The model is exported to ONNX Runtime for high-efficiency, sub-3ms inference on standard CPUs, making it ideal for real-time edge integration.
📂 Repository Structure
The repository follows a clean, segregated, industry-grade layout:
.
├── corpus/
│ ├── cleaned_dataset/ # Tokenized Aksharantar split mapped Arrow files
│ └── unique_word_pairs.json # Curated 1,129 texting spelling corrections lexicon
├── models/
│ ├── encoder.onnx # ONNX graph of Bidirectional LSTM Encoder
│ ├── decoder.onnx # ONNX graph of Attention Decoder
│ ├── encoder.pt # PyTorch state dictionary weights of Encoder
│ ├── decoder.pt # PyTorch state dictionary weights of Decoder
│ ├── input_vocab.json # Source Devanagari character index map
│ └── target_vocab.json # Target Latin character index map
├── scripts/
│ ├── prepare_dataset.py # Dataset cleansing, direct override & oversampling
│ ├── train_rnn.py # Seq2Seq training loop and PyTorch-to-ONNX exporter
│ └── merge_vocabs.py # Script utilized to merge vocabularies
└── testing/
├── eval_transcript.json # Reference spoken-language audio transcripts
├── test_inference_onnx.py # Latency benchmark and phrase transliteration test
└── test_transcripts.py # Standard batch evaluation script over transcript JSON
⚡ Quick Start & Testing
Both testing scripts use dynamic, self-contained relative paths. You can execute them immediately out-of-the-box after cloning:
1. Benchmark Phrase Inference
To benchmark CPU latencies and inspect standard conversational sentence transliterations:
python testing/test_inference_onnx.py
2. Batch Transcript Evaluation
To evaluate transliteration output quality and character accuracy over full spoken conversational transcripts:
python testing/test_transcripts.py
🧠 Model Architecture & Details
- Encoder: 2-Layer Bidirectional LSTM (Embedding Dim: 128, Hidden Dim: 256).
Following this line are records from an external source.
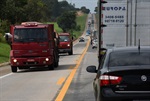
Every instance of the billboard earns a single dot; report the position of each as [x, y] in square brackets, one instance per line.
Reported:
[114, 13]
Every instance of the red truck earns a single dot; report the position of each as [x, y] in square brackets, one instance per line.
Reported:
[65, 43]
[33, 44]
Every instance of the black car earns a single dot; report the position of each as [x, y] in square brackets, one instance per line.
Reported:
[123, 74]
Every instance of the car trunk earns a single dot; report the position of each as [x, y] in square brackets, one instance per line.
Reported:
[135, 79]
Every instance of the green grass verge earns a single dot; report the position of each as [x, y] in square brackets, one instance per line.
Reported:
[4, 52]
[5, 48]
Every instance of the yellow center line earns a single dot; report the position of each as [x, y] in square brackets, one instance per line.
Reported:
[60, 81]
[71, 67]
[69, 79]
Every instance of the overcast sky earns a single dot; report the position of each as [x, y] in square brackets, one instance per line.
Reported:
[90, 4]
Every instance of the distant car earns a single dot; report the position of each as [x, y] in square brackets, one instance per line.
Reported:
[65, 43]
[81, 39]
[123, 75]
[94, 43]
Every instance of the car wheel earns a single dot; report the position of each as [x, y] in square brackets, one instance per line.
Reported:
[51, 67]
[14, 69]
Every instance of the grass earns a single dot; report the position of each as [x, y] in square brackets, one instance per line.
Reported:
[4, 52]
[5, 48]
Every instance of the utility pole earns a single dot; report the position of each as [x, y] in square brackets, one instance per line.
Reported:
[100, 2]
[127, 25]
[135, 23]
[131, 25]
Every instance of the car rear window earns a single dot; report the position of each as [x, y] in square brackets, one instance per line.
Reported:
[64, 38]
[129, 59]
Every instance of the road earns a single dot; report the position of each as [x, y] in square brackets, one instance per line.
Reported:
[81, 87]
[41, 84]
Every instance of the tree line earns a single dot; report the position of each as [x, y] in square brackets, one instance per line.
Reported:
[17, 11]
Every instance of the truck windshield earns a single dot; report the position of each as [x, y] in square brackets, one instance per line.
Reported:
[64, 38]
[30, 35]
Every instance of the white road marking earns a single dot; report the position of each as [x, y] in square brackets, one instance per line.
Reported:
[6, 75]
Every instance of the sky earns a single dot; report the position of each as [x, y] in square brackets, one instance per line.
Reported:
[89, 4]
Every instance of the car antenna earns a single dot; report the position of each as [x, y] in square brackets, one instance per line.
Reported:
[139, 46]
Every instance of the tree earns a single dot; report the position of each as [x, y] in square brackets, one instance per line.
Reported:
[67, 21]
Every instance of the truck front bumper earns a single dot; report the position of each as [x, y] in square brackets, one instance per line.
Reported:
[38, 61]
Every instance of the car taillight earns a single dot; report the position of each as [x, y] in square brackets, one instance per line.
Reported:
[109, 80]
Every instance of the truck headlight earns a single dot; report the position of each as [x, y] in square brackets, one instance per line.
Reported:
[15, 60]
[68, 45]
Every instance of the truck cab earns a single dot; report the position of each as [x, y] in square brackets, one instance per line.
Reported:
[65, 43]
[33, 45]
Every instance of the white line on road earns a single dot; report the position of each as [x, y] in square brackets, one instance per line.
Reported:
[6, 75]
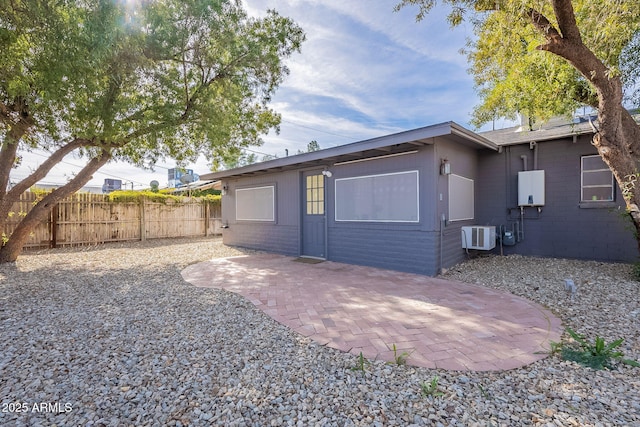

- Decoder: 2-Layer LSTM with Bahdanau attention over encoder outputs.
- Parameters: ~4.1 Million weights.
- Target Latency: 2.9 ms per sentence (on single-threaded CPU cores).
- Memory Footprint:
< 18 MBoverall.
🛠️ Training & Cleansing Pipeline
- Vocabulary Standardization: Built using character-level tokenizers.
- Dataset Cleansing: Parsed 1.2 million rows of Hugging Face's Aksharantar corpus, with target replacements dynamically forced from a vetted custom Hinglish slang lexicon (
unique_word_pairs.json) to enforce conversational spelling standards (e.g.,"achha"instead of"achchha","raha"instead of"rahaa"). - GPU Training: Optimized on NVIDIA RTX 5070 Ti with a massive batch size of 2048 using Cross-Entropy loss over 5 epochs.